David Altig:
Historical Perspective on Monthly Job Growth, and Jobs Calculator Enhancements: By now, if you’ve been paying attention to the coverage following the April employment report, you know the following: The March to April decline in the unemployment rate from 8.2 percent to 8.1 percent was arithmetically driven by yet another decline in the labor force participation rate (LFPR). The decline in the LFPR, now at its lowest level since the early 1980s, is itself being influenced by a confounding mix of demographic change and other behavioral changes....
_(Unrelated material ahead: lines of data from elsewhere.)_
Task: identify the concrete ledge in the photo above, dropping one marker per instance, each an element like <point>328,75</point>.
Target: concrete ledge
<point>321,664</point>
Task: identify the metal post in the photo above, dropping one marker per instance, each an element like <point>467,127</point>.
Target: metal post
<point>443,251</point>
[O]ur estimates suggest that roughly... 0.9 percentage points of the decline in the LFPR since the beginning of the past recession can be explained by demographic trends (as the baby boomers age, the labor force will grow more slowly than the total population [ages 16 and up]). Subtracting the demographic trends still leaves 1.5 percentage points to be explained, a number right in line with Brad DeLong’s back-of-the-envelope calculation of “cyclical” LFPR change. As DeLong’s comments make clear, the interpretation of the nondemographic piece of the LFPR change requires, well, interpretation. And the consequences of connecting the dots between changes in the unemployment rate and broader labor market performance are enormous....
DeLong asks:
Are [people who really ought to be in the labor force right now, but who are not] now part of the ‘structurally’ non-employed who we will never see back at work, barring a high-pressure economy of a kind we see at most once in a generation?
As you can see, the answer to that question matters a lot to how we should think about progress on the unemployment rate going forward.